The upper slope of the Garden’s Flora and Fauna Reserve is occupied by Box Ironbark Forest, EVC 61, a plant association commonly found in the Goldfields region in areas with low rainfall and shallow, infertile soils on undulating ground.
Box-Ironbark forests are unique to Australia and celebrated in literature and art, inspiring Banjo Paterson’s ‘The Man from Ironbark’, Steele Rudd’s ‘On our Selection’, and Henry Lawson’s ‘The Ironbark Chip’. Extending over much of Victoria inland of the Great Dividing Range, Box-Ironbark Forest has been extensively cleared and fragmented since European settlement for pastoral grazing, agriculture, gold mining and urban development.
Eucalypts, with the common names ‘Box’ and ‘Ironbark’, specifically Grey Box (Eucalyptus microcarpa), Red Box (Eucalyptus polyanthemos subsp. vestita) and Red Ironbark (Eucalyptus tricarpa) in the Goldfields bioregion, provide an over-canopy to approximately 20 metres under which there is a dense to open small tree and shrub layer.

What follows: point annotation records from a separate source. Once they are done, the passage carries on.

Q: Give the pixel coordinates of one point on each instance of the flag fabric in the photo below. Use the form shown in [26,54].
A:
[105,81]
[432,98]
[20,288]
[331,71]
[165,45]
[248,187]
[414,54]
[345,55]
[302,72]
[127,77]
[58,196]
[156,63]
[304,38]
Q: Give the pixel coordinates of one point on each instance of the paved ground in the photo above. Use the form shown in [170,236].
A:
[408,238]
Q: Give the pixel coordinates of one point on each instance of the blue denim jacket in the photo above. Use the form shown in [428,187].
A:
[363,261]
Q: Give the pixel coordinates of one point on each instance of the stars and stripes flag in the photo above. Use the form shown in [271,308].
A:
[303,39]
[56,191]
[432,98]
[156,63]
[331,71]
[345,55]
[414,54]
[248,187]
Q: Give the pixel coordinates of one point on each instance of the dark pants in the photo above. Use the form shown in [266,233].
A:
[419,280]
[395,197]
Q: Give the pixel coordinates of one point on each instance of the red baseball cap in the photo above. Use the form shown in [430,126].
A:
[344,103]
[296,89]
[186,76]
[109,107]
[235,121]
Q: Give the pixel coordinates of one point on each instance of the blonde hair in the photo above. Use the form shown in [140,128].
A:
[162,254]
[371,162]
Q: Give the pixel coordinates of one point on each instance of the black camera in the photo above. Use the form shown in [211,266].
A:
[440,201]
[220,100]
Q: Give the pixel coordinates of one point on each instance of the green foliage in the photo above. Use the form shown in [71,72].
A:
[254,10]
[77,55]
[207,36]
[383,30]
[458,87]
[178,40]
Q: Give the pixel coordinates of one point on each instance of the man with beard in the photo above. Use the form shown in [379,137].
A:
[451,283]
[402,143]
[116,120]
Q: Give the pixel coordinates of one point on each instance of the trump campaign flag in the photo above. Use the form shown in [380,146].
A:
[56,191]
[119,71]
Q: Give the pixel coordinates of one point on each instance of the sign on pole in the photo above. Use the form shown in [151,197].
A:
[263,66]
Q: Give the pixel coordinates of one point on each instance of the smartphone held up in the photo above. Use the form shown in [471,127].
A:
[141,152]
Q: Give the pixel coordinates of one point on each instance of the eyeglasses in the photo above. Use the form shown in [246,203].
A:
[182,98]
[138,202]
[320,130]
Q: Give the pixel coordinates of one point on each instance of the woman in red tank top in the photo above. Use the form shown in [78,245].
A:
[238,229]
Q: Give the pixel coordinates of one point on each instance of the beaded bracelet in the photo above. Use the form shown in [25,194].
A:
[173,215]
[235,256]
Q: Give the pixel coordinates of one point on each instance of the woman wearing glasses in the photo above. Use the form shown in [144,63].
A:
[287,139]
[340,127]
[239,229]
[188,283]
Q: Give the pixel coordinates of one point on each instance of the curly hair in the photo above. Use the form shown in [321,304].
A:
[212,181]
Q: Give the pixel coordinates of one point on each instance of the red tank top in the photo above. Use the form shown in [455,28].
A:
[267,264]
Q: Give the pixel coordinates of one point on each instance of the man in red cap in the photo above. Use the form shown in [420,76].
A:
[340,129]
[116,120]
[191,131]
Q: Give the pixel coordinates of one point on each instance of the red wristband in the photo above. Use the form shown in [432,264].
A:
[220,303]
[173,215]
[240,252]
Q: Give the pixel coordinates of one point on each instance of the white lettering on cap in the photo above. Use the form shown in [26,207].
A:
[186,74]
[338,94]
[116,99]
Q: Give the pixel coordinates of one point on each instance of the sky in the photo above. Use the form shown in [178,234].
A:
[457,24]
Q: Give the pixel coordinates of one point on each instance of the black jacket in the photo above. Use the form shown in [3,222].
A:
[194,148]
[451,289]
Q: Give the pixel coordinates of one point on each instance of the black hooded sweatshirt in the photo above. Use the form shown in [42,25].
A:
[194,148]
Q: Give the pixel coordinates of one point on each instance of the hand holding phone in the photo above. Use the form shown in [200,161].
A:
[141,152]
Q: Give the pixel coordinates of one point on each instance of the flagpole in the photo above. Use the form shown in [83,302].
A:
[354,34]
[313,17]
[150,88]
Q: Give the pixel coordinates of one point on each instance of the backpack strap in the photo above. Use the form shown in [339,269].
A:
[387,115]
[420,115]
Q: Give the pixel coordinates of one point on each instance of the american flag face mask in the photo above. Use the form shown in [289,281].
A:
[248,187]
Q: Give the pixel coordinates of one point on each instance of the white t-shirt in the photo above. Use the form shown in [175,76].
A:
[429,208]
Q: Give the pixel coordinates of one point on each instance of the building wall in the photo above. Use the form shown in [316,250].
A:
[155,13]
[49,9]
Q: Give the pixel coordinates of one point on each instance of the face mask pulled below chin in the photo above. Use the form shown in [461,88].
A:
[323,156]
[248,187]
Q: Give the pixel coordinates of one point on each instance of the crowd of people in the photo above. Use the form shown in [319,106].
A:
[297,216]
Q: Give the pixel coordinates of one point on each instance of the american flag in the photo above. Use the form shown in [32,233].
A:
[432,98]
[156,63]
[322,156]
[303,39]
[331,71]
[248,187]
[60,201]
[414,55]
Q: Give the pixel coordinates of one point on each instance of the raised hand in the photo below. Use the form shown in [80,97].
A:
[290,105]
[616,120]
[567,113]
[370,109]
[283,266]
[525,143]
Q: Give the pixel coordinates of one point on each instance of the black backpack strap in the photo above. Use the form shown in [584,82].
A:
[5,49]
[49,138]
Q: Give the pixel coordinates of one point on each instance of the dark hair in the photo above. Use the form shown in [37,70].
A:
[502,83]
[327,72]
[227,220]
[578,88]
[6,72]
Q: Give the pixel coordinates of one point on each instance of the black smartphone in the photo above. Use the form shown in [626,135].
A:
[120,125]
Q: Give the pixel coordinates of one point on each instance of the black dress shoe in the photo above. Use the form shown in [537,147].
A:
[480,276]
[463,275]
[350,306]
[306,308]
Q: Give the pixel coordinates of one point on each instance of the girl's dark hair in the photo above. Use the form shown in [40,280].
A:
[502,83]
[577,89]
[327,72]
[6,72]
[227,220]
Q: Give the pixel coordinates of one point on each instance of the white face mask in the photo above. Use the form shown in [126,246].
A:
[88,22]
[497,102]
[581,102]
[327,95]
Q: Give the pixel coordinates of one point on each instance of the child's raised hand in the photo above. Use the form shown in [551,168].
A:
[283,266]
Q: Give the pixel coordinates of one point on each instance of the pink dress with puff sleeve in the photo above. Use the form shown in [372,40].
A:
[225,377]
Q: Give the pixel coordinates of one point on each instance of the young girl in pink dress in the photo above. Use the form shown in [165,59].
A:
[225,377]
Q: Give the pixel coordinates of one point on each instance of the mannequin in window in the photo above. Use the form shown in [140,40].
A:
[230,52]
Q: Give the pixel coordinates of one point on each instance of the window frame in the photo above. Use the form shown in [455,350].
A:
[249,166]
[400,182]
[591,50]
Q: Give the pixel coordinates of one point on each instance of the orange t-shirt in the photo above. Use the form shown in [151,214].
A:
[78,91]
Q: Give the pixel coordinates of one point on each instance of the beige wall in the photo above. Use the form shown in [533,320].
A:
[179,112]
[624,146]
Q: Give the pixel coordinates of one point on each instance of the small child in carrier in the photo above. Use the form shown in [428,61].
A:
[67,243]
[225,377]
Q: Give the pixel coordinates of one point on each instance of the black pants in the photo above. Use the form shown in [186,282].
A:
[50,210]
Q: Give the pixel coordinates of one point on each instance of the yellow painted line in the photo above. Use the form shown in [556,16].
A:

The Australian national floral emblem, Golden Wattle (Acacia pycnantha), Drooping Cassia (Cassia arcuata) and Sweet Bursaria (Bursaria spinosa) form part of this large shrub layer, the Sweet Bursaria being vital to the presence of the Eltham Copper butterfly associated with the site. Box-Ironbark vegetation communities are species-rich with a high biodiversity.
A review of local vegetation provides home gardeners with valuable insight to plants that may prosper in their own dry conditions. Apart from the trees and shrubs identified, this habitat includes Black Anther Flax Lily (Dianella revoluta), Wattle Mat Rush (Lomandra filiformis), Grey Tussock Grass (Poa sieberiana), Shiny Everlasting (Xerochrysum viscosum) and Trailing Speedwell (Veronica plebeia), each a good garden subject.